Retail is being hit very hard right now, and trust me, J.C. Penney (NYSE:JCP) is no exception in this case. While the rest of the market bottomed back in March, JCP stock hit a new low just last week.
Now trading for just 25 cents per share, it’s certainly not out of the woods yet at just a nickel above its current all-time low. There’s no other way to say this but, overall, bankruptcy is not off the table when it comes to J.C. Penney.
The retailer has been struggling for years. And had the U.S. not gone through such a strong economic period, it’s unlikely JCP stock would even be around at this point. But the economic landscape is quickly shifting, and it’s very possible that J.C. Penney lacks the resources necessary to survive.
Coronavirus Wreaks Havoc
The novel coronavirus is wreaking havoc on the retail space. Reports circulated this weekend that Neiman Marcus is exploring its bankruptcy options. So is Lord & Taylor. Last month, Cheesecake Factory (NASDAQ:CAKE) said it won’t make rent for April. Moreover, REIT stocks — particularly those with retail exposure — have been decimated.
We’re in unprecedented times when it comes to investing in the retail space, and it’s becoming very clear that not every outfit is properly equipped to handle the situation. A recession is bad for retail — that doesn’t need much explanation. But we do not normally go from a decent economy to slamming on the brakes virtually overnight.
At the snap of one’s fingers, we’ve found our country — and much of the world — under lockdown and stay-at-home orders. With that, it’s going to be hard enough for decent operators like Macy’s (NYSE:M) to survive, let alone retailers that were already on the brink — like J.C. Penney.

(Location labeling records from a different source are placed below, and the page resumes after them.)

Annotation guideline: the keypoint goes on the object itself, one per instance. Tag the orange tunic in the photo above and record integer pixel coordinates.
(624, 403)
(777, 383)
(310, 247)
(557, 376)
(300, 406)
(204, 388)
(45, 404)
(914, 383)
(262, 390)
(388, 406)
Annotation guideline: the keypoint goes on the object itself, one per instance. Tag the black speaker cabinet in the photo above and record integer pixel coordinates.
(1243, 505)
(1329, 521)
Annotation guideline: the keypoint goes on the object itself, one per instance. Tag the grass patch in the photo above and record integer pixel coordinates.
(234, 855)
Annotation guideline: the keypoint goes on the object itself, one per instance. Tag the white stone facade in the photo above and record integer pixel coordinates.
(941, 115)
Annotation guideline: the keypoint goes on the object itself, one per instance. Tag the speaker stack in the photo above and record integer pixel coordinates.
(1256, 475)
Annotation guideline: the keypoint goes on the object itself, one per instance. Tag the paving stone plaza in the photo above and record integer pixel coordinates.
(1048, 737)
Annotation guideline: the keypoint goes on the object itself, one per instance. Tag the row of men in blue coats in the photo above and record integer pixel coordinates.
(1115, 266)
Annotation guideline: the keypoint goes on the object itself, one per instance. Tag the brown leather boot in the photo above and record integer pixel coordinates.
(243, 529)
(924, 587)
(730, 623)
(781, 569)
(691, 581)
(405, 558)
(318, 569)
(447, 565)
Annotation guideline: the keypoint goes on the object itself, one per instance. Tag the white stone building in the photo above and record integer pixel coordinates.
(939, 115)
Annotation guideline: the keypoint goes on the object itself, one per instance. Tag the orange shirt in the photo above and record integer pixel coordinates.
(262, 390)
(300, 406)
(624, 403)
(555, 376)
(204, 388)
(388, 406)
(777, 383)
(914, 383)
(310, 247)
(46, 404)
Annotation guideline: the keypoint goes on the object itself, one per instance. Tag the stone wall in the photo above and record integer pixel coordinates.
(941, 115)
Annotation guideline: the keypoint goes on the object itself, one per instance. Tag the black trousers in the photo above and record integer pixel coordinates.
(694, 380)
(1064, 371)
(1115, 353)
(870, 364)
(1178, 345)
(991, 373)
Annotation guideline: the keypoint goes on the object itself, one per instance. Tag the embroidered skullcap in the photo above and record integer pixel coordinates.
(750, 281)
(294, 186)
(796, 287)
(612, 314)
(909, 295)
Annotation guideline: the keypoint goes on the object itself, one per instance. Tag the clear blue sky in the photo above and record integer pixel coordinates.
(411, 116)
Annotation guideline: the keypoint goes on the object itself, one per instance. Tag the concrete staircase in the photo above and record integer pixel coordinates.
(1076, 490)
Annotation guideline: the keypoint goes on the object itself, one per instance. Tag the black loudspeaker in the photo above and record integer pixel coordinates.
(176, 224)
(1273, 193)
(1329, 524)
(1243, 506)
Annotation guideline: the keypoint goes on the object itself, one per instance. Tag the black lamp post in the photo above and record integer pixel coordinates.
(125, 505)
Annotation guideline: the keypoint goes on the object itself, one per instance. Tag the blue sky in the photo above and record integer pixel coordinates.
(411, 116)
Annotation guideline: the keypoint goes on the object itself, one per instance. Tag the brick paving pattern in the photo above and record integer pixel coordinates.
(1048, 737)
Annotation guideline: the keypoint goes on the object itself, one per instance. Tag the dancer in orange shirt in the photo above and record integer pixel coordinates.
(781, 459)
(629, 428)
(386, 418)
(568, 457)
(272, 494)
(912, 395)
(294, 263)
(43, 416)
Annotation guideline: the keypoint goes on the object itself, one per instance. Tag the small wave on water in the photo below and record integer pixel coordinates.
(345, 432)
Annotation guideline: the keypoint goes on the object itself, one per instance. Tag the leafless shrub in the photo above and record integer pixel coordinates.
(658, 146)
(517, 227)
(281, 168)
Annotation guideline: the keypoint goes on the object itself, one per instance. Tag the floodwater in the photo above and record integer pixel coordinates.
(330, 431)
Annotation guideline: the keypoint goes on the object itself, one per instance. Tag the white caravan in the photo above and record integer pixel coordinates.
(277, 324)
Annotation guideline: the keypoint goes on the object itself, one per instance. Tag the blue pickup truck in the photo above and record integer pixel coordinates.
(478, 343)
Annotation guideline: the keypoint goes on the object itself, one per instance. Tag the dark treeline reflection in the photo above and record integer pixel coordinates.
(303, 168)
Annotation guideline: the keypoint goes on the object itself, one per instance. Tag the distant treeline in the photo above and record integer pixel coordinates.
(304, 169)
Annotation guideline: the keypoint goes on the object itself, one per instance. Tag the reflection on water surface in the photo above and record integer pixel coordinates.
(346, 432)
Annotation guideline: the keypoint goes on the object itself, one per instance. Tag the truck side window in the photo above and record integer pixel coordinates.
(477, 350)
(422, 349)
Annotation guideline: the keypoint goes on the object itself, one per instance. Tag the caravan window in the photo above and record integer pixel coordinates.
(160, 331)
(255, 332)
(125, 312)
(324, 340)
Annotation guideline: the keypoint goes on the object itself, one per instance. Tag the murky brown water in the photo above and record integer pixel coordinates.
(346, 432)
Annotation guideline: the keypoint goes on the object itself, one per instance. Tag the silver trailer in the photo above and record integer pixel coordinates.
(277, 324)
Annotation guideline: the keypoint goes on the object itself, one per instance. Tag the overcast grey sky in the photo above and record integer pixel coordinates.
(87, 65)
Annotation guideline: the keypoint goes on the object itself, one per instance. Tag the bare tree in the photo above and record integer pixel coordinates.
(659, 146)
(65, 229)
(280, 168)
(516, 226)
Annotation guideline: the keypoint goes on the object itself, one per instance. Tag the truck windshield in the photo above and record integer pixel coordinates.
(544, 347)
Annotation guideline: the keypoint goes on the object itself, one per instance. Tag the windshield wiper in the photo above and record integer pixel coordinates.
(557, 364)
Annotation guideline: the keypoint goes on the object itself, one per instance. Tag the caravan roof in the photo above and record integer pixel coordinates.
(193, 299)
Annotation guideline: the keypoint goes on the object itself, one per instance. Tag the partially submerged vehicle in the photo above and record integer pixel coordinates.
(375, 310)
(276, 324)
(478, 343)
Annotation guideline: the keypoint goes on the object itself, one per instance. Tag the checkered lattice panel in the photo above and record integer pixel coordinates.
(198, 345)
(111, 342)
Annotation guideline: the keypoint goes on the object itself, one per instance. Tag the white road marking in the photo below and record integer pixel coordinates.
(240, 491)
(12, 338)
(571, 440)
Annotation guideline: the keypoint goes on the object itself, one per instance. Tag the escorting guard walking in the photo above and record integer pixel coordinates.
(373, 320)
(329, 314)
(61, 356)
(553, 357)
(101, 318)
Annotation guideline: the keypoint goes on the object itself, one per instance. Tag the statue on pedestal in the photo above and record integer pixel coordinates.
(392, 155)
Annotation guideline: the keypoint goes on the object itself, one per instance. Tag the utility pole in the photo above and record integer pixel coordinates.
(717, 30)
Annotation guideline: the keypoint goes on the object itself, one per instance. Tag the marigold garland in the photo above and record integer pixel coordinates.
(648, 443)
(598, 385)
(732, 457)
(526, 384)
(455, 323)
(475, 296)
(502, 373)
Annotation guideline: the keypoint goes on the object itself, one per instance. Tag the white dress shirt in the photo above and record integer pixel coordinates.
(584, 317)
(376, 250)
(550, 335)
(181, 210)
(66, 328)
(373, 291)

I’m not rooting against JCP stock, or any other retailer for that matter, but the situation is quickly turning dire for those that are struggling. But for investors that want exposure though, there are options.
Amazon (NASDAQ:AMZN) continues to burn higher, as shares recently hit new all-time highs. The e-commerce giant is on a multi-month hiring spree as it tries to keep up with increasing demand. Also, Walmart (NYSE:WMT), Target (NYSE:TGT) and Costco Wholesale (NASDAQ:COST) are all high-quality big-box retailers that have seen increased demand from consumers and are holding up amid the storm.
So investors can buy selectively in retail, but JCP stock shouldn’t be on the list.
Valuing JCP Stock
At the end of the day, J.C. Penney just doesn’t have the resources or the strategy to survive for the long term. It’s had negative income in each of the last three years, which continues to worsen as time goes on. The company lost $116 million in 2017, $255 million in 2018 and $268 million in 2019.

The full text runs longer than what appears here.